Blog - Rhea+Kaiser

Don’t stop marketing to farmers during a downturn - Rhea Kaiser

Written by Hubspot user | Jun 1, 2017 2:45:53 PM

Farmers expect you to ride through recessions with them, and need assurance you are there for the long haul

 

Recessions don’t last forever. But the damage marketers may inflict on their brands during a recession could.

When markets go down and stay down, companies hunker to weather the sagging economy. We see it in this current ag recession. Companies gouge marketing budgets, because it’s easier than cutting production costs or reducing head-count. They also tend to cut prices as a sales retention strategy, because it blocks the competition and supports the farmers.

While these tactics may help with this year’s bottom line, they may irreparably harm the long-term health of your brand and customer relationships.

Price cuts made too quickly, deeply or frequently could devalue your brand to the point where you’re stuck where you are even when the market comes back. Desperately slashing prices may seem empathetic; but it also preconditions customers to expect discounts or price cuts across your portfolio, not just on your loss-leader. In the age of heightened transparency, you also may be starting an unwanted price war with your competition.

Marketing silence erodes brand equity and potentially jeopardizes sales during and even after the recession. When brands go dark, you risk alienating your loyal customer-base – the farmers who are the source of enduring cashflow and organic growth. Your customers need to know you are stable and secure. Complete absence in the market suggests to them otherwise. Consider taking a scalpel to marketing budgets rather than an axe.

Homogenizing customers is short-sighted and derails the CRM. It also segments efforts in which your company has likely invested hundreds of thousands, if not millions of dollars. It’s easy to interpret more cautious decision-making as price sensitivity. Keep in mind, there is still a segment of farmers driven by value, even as they weigh the cost-benefit of every input and capital purchase. They’re making decisions that safeguard the long-term viability of their operation while optimizing short-term ROI. Don’t risk their loyalty or turn off new customers by lumping them in with the price buyers who will always be price buyers no matter where we are in ag economic cycles.
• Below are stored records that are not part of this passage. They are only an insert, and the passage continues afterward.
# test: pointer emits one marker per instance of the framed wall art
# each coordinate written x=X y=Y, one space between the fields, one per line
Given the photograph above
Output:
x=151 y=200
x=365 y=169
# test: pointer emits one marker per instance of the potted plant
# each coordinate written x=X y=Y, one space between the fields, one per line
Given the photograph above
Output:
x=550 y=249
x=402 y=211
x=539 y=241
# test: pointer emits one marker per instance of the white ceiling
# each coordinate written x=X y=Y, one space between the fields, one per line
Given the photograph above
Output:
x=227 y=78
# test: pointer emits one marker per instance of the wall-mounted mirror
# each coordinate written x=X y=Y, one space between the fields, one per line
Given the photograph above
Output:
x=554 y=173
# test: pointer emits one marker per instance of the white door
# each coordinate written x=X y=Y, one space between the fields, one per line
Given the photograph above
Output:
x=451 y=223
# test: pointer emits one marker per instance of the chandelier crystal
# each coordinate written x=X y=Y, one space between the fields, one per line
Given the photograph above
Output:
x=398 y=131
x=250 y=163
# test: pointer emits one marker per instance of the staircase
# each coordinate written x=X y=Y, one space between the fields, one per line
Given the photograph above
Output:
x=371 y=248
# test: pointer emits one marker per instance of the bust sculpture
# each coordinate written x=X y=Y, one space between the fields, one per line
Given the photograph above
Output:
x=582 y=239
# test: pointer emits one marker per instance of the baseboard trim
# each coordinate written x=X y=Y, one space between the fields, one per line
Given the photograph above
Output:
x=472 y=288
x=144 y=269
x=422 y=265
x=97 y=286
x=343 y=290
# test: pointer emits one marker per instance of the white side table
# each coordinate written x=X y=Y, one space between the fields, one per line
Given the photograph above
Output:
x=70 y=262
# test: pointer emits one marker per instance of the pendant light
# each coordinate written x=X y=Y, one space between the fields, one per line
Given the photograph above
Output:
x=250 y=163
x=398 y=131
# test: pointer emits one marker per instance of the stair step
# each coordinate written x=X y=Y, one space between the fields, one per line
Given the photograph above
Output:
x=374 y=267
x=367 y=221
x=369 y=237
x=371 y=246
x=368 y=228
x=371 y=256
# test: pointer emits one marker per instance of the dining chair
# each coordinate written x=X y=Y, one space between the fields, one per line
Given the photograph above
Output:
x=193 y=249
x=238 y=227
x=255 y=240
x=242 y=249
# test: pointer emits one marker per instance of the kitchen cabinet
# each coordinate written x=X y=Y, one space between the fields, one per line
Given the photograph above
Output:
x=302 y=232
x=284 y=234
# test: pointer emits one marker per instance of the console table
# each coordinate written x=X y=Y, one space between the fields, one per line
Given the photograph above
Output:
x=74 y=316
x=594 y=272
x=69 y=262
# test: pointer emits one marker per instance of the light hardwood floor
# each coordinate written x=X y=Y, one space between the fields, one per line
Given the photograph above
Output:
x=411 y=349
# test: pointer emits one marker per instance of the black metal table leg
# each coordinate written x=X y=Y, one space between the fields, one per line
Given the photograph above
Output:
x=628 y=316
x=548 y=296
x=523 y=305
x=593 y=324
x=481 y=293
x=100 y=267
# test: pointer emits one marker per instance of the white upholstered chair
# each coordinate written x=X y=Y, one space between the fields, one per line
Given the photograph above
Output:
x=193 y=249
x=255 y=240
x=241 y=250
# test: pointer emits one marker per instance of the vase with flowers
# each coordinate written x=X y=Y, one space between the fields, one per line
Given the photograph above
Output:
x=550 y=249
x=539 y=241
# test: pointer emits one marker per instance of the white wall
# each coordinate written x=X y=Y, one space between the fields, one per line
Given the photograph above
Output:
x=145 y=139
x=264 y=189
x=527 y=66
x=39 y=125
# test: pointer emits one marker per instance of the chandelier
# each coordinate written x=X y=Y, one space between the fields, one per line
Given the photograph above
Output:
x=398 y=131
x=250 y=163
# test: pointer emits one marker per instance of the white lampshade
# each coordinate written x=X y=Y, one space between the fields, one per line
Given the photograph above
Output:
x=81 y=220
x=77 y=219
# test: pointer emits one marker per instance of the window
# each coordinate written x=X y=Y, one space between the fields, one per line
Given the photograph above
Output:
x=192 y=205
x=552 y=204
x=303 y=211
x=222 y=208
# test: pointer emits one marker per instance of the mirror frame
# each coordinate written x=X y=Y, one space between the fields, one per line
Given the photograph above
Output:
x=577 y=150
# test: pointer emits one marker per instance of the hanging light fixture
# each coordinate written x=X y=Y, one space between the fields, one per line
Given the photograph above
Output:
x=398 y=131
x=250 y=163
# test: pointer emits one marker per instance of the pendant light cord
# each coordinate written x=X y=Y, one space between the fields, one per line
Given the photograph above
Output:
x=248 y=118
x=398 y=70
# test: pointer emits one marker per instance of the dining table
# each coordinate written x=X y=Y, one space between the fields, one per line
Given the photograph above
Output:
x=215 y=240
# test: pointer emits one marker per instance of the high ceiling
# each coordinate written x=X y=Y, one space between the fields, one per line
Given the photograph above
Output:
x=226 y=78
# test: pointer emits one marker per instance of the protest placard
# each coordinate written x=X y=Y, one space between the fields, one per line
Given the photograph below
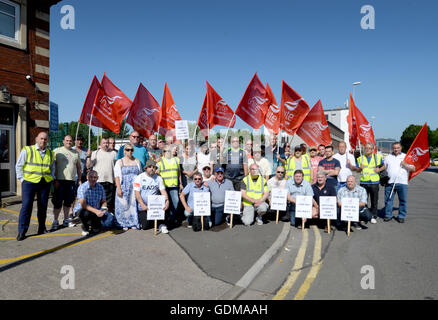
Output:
x=201 y=204
x=181 y=129
x=233 y=201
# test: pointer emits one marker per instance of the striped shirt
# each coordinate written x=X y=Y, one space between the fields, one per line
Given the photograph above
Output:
x=93 y=196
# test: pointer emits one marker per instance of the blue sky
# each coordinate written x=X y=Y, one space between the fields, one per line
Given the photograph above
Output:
x=317 y=46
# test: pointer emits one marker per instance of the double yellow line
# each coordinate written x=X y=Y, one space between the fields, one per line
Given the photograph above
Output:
x=298 y=265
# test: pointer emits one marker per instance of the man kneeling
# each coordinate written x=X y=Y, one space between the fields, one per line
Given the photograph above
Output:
x=91 y=204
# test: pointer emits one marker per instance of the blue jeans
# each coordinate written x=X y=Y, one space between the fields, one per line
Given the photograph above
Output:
x=402 y=191
x=174 y=200
x=28 y=191
x=217 y=215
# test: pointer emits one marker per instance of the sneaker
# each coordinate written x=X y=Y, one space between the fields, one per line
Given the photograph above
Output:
x=401 y=220
x=55 y=225
x=66 y=222
x=163 y=229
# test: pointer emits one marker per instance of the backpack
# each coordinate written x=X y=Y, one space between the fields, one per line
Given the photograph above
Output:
x=197 y=225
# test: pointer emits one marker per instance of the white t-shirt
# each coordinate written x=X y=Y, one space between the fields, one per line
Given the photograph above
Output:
x=344 y=172
x=148 y=186
x=203 y=160
x=103 y=163
x=396 y=173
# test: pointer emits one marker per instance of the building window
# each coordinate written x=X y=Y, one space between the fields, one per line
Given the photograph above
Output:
x=9 y=20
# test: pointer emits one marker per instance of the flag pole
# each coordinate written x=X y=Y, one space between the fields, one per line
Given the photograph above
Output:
x=89 y=132
x=226 y=135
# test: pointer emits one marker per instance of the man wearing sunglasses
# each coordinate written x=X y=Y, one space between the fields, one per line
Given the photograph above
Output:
x=279 y=181
x=218 y=187
x=254 y=194
x=140 y=152
x=189 y=190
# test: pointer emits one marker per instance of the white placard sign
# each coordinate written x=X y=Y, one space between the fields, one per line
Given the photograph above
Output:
x=279 y=199
x=233 y=201
x=328 y=208
x=181 y=129
x=155 y=207
x=303 y=207
x=350 y=209
x=201 y=204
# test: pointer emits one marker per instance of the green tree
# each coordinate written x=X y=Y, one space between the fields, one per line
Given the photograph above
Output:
x=409 y=135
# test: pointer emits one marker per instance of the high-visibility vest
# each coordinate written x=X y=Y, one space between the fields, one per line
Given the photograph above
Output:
x=254 y=190
x=367 y=174
x=305 y=164
x=169 y=171
x=35 y=168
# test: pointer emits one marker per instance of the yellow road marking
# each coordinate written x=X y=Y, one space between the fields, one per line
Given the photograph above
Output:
x=296 y=270
x=316 y=266
x=45 y=236
x=10 y=260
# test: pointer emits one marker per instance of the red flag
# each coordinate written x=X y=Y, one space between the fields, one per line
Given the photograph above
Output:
x=314 y=129
x=88 y=106
x=364 y=130
x=293 y=109
x=418 y=154
x=145 y=113
x=352 y=126
x=110 y=105
x=252 y=108
x=203 y=118
x=169 y=112
x=272 y=117
x=219 y=113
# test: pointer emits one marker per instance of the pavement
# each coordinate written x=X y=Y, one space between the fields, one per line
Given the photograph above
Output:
x=273 y=261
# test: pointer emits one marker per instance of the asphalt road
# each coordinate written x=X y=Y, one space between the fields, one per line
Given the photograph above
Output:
x=272 y=261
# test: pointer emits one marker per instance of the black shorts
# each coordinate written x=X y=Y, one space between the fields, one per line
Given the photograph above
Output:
x=64 y=194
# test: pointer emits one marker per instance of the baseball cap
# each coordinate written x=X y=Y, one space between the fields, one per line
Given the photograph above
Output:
x=150 y=163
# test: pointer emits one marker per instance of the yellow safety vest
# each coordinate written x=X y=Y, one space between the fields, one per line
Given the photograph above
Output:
x=169 y=171
x=254 y=190
x=367 y=174
x=36 y=168
x=305 y=164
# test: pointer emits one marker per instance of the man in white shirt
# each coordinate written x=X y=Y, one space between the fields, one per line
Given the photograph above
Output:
x=145 y=184
x=347 y=161
x=398 y=172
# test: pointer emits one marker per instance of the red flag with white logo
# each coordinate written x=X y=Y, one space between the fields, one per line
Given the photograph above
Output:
x=352 y=127
x=203 y=118
x=88 y=106
x=314 y=129
x=219 y=113
x=145 y=113
x=418 y=154
x=293 y=109
x=272 y=117
x=252 y=107
x=169 y=112
x=110 y=105
x=364 y=130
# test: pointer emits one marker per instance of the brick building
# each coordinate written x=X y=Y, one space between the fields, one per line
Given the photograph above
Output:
x=24 y=81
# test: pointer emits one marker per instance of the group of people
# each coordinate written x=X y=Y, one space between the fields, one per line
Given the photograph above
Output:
x=110 y=188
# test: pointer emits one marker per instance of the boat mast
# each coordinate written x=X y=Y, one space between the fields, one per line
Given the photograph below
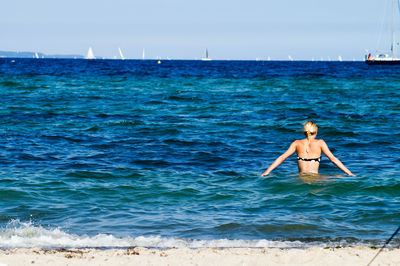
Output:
x=392 y=48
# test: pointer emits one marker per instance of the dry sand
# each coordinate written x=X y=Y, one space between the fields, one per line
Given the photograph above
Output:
x=203 y=256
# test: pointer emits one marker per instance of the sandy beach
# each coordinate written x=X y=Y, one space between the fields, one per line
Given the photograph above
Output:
x=203 y=256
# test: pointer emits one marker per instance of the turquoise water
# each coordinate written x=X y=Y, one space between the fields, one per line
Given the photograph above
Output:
x=112 y=153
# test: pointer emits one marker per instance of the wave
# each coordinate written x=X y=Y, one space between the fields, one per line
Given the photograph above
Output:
x=19 y=234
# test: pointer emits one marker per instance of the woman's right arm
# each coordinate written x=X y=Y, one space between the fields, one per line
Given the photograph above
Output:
x=334 y=160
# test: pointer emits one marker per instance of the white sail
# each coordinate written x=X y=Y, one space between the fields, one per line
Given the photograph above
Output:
x=120 y=53
x=90 y=54
x=389 y=57
x=205 y=56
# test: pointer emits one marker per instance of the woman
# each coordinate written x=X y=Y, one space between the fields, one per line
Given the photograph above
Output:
x=308 y=153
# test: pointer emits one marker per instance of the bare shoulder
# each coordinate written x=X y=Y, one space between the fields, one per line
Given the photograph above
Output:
x=321 y=142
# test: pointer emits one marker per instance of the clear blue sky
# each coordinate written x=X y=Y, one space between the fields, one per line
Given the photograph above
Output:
x=230 y=29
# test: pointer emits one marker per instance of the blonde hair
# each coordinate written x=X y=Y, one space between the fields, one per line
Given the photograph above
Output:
x=309 y=128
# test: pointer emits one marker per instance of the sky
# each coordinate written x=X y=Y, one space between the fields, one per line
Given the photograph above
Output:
x=182 y=29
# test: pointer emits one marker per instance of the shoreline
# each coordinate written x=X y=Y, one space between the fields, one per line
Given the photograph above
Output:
x=200 y=256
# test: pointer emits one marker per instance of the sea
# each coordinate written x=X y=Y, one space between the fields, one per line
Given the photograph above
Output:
x=123 y=153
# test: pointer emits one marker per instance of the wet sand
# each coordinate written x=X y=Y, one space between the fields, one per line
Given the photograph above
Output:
x=202 y=256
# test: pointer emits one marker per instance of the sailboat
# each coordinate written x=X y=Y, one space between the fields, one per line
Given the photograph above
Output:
x=205 y=56
x=384 y=58
x=120 y=53
x=90 y=54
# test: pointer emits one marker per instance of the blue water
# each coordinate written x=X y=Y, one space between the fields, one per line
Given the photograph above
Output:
x=133 y=153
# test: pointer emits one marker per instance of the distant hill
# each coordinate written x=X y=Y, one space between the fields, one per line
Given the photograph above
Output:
x=33 y=55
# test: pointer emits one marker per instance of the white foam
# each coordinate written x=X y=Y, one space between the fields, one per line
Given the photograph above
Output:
x=27 y=235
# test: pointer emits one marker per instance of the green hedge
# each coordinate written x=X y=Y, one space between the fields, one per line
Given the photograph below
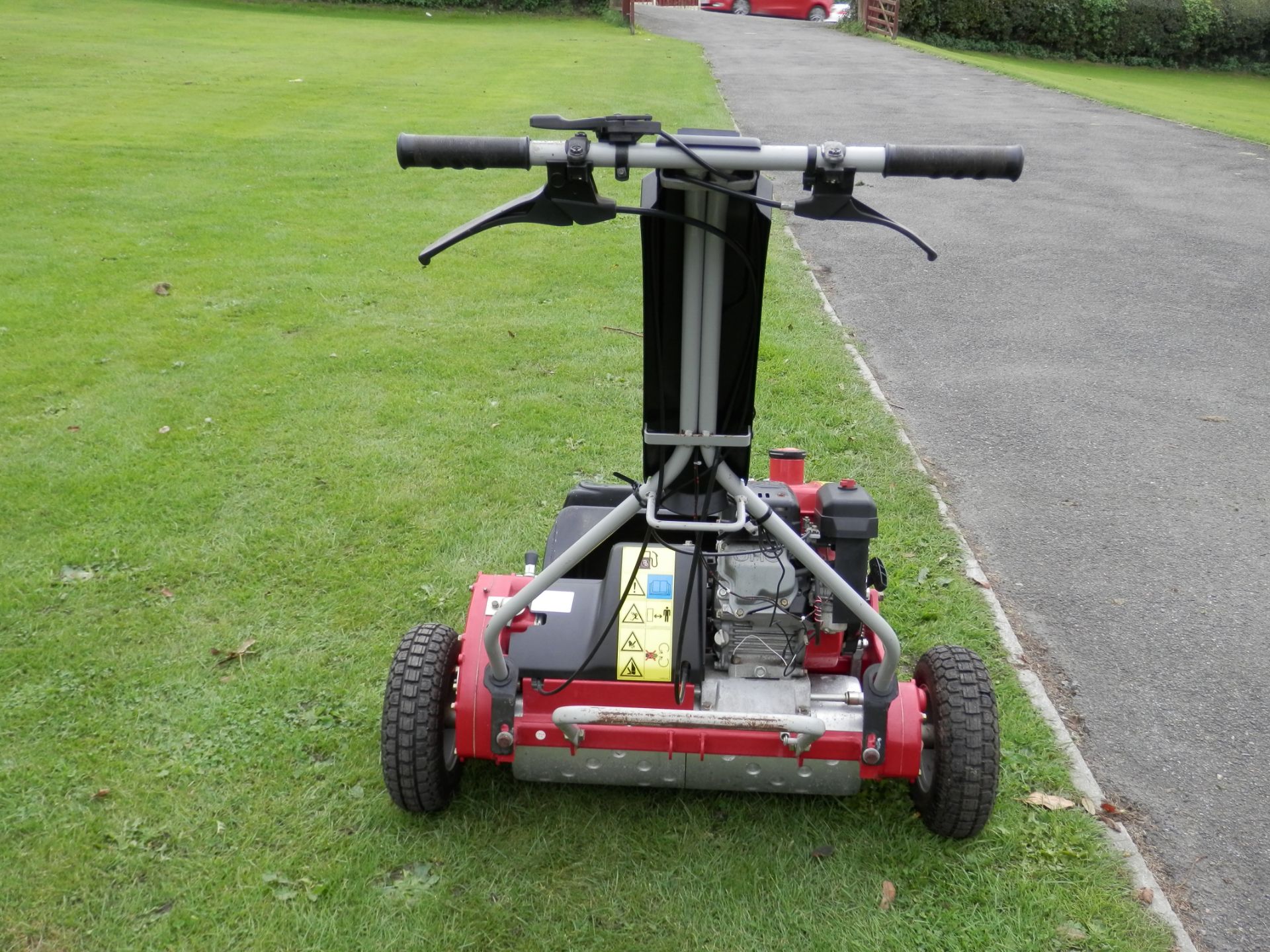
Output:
x=1152 y=32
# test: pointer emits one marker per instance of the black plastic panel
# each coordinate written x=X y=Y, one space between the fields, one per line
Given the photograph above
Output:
x=556 y=648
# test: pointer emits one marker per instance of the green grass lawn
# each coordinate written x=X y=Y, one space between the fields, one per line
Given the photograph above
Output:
x=312 y=444
x=1235 y=103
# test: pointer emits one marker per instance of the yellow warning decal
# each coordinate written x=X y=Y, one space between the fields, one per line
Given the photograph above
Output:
x=647 y=616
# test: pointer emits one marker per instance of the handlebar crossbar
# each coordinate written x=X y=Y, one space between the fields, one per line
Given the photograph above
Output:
x=523 y=153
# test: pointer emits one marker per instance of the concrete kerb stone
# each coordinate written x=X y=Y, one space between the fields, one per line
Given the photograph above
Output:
x=1082 y=778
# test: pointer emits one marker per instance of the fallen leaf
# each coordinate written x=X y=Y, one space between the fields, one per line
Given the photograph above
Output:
x=1074 y=932
x=888 y=895
x=237 y=654
x=1048 y=800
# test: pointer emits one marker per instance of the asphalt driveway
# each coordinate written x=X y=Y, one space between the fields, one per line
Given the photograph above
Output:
x=1087 y=367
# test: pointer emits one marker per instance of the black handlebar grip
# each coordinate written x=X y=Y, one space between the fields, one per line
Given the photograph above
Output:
x=955 y=161
x=462 y=151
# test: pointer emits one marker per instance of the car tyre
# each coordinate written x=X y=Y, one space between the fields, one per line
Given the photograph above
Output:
x=417 y=734
x=958 y=782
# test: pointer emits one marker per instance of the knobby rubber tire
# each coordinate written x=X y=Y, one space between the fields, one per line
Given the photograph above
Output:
x=962 y=709
x=413 y=731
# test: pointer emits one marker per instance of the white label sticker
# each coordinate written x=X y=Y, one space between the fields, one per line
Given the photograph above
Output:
x=553 y=601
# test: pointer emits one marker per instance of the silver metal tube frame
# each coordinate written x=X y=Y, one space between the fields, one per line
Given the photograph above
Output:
x=867 y=159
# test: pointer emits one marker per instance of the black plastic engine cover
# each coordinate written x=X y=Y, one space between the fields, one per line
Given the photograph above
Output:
x=560 y=641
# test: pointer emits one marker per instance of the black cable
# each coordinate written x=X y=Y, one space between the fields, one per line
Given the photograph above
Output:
x=683 y=147
x=687 y=600
x=609 y=627
x=695 y=567
x=730 y=192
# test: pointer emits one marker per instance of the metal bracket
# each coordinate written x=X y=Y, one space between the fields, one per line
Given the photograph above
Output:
x=502 y=715
x=876 y=706
x=737 y=524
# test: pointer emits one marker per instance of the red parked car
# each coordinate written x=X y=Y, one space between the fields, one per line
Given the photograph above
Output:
x=793 y=9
What can ag marketers do to ride-out a recession or get ready for a recovery?

1. Invest in market research. Get a read on customers’ (retailers’ or dealers’ and farmers’) perspectives and expectations of their post-recessionary world. If you don’t have the budgets for proprietary qualitative and quantitative, at least allocate some for social listening or seek input from trusted field reps. Better yet, get out to the field yourself to see and hear farmers’ moods and needs first-hand. Schedule ride-alongs with sales reps. Spend a day or two with your dealers. Hang out with your agency or on-staff editors. Change the conversation at field events and farm shows – do as much (or more) listening as you do selling.

2. Re-evaluate and recondition your brand. Ensure your brand is positioned properly with the right target segments. Be so bold as to envision the post-recessionary customer and competitive environment. Nothing will revert exactly to the way it was before a recession. Start to imagine what the new normal will be, and be ready for it.

3. If you went silent, find your voice. Don’t wait for evidence of economic improvement. Ease back into the market to reconnect with your loyal customer base and move up the consideration set with prospects. It doesn’t require the same pre-recessionary spending levels or the same mix. It does require being empathetic, relevant and credible in the channels where farmers want to learn about and engage with brands.

If you stay in ag marketing long enough, you’ll likely see another boom-bust cycle or two in the ag economy. A cool head, a long- view and strategic approach to managing through the cycles ensures you do no harm to your brand, maintain strong customer relationships and can recover with the upturn faster than your competitors.